Magistrate Judge Mark R. Abel, who previously called the case “frivolous and malicious,” has filed a recommendation that the lawsuit continue against Logan City Mayor Martin Irvine, Logan Fire Chief Brian Robertson, Logan Police Patrolman Josh Mowery and Logan City Service Director Steve Shaw. In the magistrate’s first recommendation, Abel recommended all parties be dismissed with the exception of Robertson.
In the court document, Abel denied a recent motion to strike filed by the city’s attorney, Mazanec, Raskin & Ryder Co., L.P.A., and recommended the city’s motion for an extension of time to respond to the lawsuit be granted, meaning the four remaining in the lawsuit have until Sept. 13 to respond.
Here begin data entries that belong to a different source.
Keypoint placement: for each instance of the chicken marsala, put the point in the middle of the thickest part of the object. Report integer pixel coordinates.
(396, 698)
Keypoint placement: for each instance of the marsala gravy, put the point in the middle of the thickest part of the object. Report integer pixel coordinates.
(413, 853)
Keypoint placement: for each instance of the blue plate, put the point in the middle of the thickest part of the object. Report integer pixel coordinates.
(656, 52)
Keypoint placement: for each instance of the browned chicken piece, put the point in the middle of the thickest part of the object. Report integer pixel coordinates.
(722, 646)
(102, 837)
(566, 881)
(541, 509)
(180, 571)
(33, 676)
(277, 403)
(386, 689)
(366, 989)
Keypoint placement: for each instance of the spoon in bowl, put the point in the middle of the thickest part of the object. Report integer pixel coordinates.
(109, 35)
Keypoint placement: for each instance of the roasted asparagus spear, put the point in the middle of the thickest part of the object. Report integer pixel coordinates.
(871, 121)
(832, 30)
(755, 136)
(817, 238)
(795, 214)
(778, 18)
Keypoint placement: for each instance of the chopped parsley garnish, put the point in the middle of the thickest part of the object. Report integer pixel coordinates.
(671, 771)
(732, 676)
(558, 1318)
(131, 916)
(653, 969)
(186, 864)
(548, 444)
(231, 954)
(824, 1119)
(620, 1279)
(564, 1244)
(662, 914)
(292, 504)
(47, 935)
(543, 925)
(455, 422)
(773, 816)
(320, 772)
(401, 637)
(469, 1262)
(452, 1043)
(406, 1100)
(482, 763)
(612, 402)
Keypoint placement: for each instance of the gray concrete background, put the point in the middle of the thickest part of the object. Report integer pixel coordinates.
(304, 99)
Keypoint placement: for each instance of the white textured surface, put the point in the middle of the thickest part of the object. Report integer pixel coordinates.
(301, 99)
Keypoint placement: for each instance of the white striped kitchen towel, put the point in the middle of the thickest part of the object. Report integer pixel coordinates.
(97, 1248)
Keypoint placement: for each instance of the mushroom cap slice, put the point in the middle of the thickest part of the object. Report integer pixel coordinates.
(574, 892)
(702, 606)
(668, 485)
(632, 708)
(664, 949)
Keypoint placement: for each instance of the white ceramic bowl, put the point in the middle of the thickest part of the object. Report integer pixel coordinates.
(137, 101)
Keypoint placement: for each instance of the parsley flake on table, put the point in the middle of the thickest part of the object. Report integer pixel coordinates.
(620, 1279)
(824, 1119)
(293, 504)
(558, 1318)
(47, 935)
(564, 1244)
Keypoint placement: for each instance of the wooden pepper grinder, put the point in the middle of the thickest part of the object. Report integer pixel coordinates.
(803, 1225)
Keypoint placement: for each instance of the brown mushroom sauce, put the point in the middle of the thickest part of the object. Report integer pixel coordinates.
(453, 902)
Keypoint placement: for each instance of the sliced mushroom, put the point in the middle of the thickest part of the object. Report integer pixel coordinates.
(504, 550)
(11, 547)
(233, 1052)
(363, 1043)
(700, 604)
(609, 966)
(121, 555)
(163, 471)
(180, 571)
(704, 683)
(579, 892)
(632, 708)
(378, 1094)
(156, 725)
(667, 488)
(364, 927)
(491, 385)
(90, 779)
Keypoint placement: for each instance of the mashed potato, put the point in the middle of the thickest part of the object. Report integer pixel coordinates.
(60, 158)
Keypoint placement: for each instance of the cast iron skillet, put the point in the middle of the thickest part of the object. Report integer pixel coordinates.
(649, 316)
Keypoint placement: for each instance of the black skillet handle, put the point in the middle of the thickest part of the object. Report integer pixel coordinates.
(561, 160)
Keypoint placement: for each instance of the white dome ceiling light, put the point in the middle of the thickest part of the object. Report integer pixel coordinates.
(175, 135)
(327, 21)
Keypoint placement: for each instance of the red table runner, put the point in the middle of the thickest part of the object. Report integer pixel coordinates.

The $20 million lawsuit has been an ongoing flow of paperwork filed in the district court since June.
Lucas is asking the court for “injunctive relief and declaratory judgment as well as compensatory damages for the value of the business opportunity or expectancy that was lost as a result of the defendants’ tortuous and improper interference of his business.”
A total of 19 complaints were listed in the original lawsuit, but most were prior to June 12, 2011 and are barred by the statute of limitations, according to Abel.
Lucas, who believes he has been harassed since he first opened his business in Logan, the Mingo Trading Company, alleges that those mentioned in the suit have interfered with his commerce, all of which he describes as “tribal” businesses.
Although Lucas refers to his businesses, including Red Door Internet Café, as “tribal” businesses, supporters of a bill to ban Internet café businesses have argued that the 800 plus Internet cafes operating throughout the state are nothing more than illegal gambling operations.
Ohio Attorney General Mike DeWine and other law enforcement have referred to Internet cafes as being a home to illegal activity, including money laundering.
Lucas told The Logan Daily News in a previous interview that interfering with his commerce is a violation of the Greenville Treaty and the U.S. Constitution.
Dan Tierney, a spokesman and attorney with DeWine’s office, previously told The Logan Daily News that Ohio has no federally designated tribal land. “Nor is there any recognized treaty under which a Native American tribe holds land in Ohio. Therefore, the State of Ohio would retain jurisdiction,” he said.
The Internet Cafe House Bill 7 restricts the limit of payouts to $10, and will take effect on Sept. 4. Operators of Internet cafe businesses say the new bill will force them out of business due to the limit on payouts.
Abel’s first recommendation included language to remove the following officials from the lawsuit: Hocking County Common Pleas Court Judge John T. Wallace, City of Logan, Logan Police Chief Aaron Miller, Logan Police Lt. Gregg Cluley, Logan Police Officer Tony Byram, Hocking County Prosecutor Laina Fetherolf, Hocking County Assistant Prosecutor William Archer, Logan City Law Director Jonah Saving, former Logan City Law Director Bob Lilley and employees of the Hocking County Probation Office.